Devices & Diagnostics

Medtronic acquires rights to technology that can help in sinus surgery

Among today’s current medical news is that Medtronic, the new innovative medical devices company, is buying rights to a technology that it hopes can reduce complications of sinus surgery.

The world’s largest medical device maker announced Friday that it has bought the rights to a technology that it hopes can one day develop products for functional endoscopic sinus surgery.

Fridley, Minnesota-based Medtronic said that the so-called chitosan?dextran gel technology was acquired from Adelaide Research & Innovation Pty Ltd. (the commercial development arm of the University of Adelaide) in Australia, Robinson Squidgel Ltd. and Otago Innovation Ltd. (a University of Otago company) in New Zealand.

A Medtronic spokesman declined to provide the purchase price for the technology.

In a statement, the company said that more than 525,000 functional endoscopic sinus surgery procedures are performed annually in the U.S., and the most common complications resulting from the procedure are bleeding and adhesions. Adhesions are scars that can form at the surgical site as sinus tissues heal after surgery. These adhesions can block the sinuses and can lead to the recurrence of the disease requiring further surgery.

Medtronic hopes that the technology it acquired can help in alleviating such complications.

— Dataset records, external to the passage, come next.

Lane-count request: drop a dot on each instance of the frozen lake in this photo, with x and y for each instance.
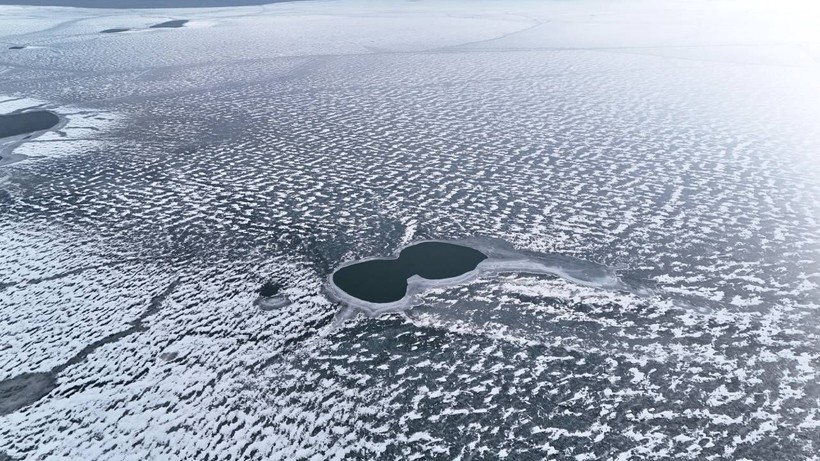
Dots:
(646, 175)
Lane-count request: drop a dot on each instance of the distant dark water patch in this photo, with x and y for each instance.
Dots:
(23, 390)
(385, 280)
(27, 122)
(174, 24)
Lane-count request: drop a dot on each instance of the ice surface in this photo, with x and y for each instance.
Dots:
(672, 144)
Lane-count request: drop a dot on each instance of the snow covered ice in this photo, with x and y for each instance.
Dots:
(671, 145)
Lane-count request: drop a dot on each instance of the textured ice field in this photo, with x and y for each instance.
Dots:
(677, 144)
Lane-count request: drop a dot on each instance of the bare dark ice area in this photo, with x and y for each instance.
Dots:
(385, 280)
(27, 122)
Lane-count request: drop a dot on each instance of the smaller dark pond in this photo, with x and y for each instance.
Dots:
(385, 280)
(27, 122)
(270, 288)
(176, 23)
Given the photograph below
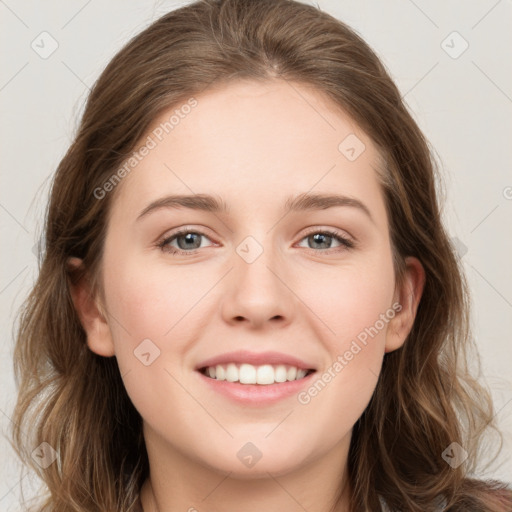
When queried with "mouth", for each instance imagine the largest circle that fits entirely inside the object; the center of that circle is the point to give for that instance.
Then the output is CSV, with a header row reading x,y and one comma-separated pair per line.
x,y
264,375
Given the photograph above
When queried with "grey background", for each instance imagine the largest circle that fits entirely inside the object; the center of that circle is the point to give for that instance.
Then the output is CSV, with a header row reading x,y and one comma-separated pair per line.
x,y
461,100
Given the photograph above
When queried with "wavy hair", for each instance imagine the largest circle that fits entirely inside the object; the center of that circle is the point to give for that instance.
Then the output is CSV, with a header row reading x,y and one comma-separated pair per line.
x,y
426,397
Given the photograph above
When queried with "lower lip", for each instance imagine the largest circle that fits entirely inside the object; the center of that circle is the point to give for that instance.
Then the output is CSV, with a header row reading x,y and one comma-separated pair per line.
x,y
257,394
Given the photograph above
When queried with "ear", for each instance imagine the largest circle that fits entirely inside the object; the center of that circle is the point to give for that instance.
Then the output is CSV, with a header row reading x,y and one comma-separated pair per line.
x,y
408,295
91,312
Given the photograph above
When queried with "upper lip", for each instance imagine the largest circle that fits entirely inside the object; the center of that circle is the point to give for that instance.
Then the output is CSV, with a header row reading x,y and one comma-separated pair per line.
x,y
256,359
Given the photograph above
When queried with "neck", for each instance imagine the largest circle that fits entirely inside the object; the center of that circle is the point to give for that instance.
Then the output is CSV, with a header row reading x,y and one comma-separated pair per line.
x,y
196,488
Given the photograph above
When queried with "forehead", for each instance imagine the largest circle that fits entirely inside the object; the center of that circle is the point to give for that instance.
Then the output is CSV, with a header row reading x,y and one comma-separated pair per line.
x,y
249,141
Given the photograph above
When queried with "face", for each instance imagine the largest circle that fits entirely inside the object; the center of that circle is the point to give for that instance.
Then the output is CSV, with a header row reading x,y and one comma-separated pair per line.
x,y
314,283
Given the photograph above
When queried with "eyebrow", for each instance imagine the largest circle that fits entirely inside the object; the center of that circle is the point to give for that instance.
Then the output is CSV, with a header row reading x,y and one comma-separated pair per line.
x,y
215,204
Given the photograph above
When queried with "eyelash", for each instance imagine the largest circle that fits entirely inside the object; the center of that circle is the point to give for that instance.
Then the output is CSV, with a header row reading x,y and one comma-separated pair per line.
x,y
345,242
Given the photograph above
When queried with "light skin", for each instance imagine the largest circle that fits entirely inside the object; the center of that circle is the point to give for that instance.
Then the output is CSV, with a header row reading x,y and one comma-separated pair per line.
x,y
254,145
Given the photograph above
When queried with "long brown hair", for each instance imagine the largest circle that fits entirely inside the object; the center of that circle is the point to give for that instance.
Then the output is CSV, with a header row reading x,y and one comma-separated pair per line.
x,y
75,400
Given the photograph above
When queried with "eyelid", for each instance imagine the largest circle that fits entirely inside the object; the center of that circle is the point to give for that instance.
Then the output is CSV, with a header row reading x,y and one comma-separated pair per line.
x,y
347,241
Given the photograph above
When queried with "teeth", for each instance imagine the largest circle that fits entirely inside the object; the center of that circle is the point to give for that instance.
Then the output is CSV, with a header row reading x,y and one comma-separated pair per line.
x,y
249,374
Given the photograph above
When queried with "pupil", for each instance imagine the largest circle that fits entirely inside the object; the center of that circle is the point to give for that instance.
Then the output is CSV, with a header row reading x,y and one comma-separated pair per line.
x,y
189,237
318,238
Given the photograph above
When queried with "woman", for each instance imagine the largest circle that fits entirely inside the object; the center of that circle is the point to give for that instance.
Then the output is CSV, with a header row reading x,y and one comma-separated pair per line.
x,y
232,375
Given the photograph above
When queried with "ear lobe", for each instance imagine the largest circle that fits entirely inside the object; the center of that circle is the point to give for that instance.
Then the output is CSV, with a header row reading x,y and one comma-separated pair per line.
x,y
91,312
408,295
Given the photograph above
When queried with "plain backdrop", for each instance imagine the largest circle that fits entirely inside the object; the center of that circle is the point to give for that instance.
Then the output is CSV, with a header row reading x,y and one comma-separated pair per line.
x,y
451,61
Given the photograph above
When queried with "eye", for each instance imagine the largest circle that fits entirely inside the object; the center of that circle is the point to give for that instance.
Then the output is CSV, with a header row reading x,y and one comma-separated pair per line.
x,y
187,240
323,240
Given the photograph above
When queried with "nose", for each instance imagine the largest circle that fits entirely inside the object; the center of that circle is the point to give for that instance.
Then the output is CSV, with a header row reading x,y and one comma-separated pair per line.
x,y
259,292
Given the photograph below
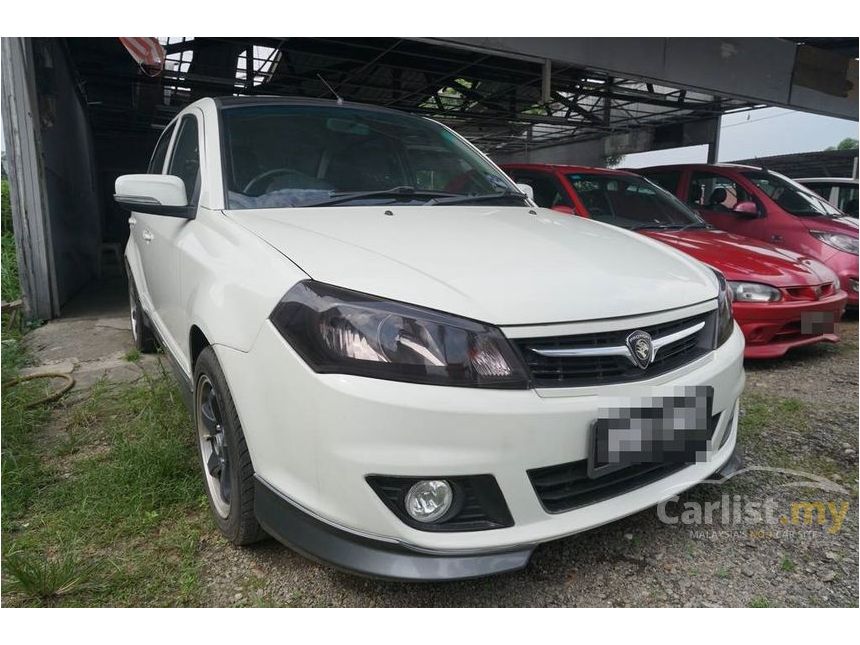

In animal studies, the chitosan?dextran gel technology has demonstrated an ability to control the bleeding and facilitate wound healing following the surgery. A human trial also showed its ability to immediately control the bleeding after the procedure and resulted in fewer scars at the site of the surgery. Chitosan is a polymer produced from the chitin of shellfish and squid. Chitin is a polysaccharide found in the outer skeleton of insects, crabs, shrimps and lobsters, and in the internal structures of other invertebrates.

“The chitosan?dextran gel technology would enhance Medtronic’s ability to offer innovative, therapeutic products for sinus surgeons to use in postoperative patient care,” said Mark Fletcher, president of the ENT division of the Surgical Technologies business of Medtronic, in a statement.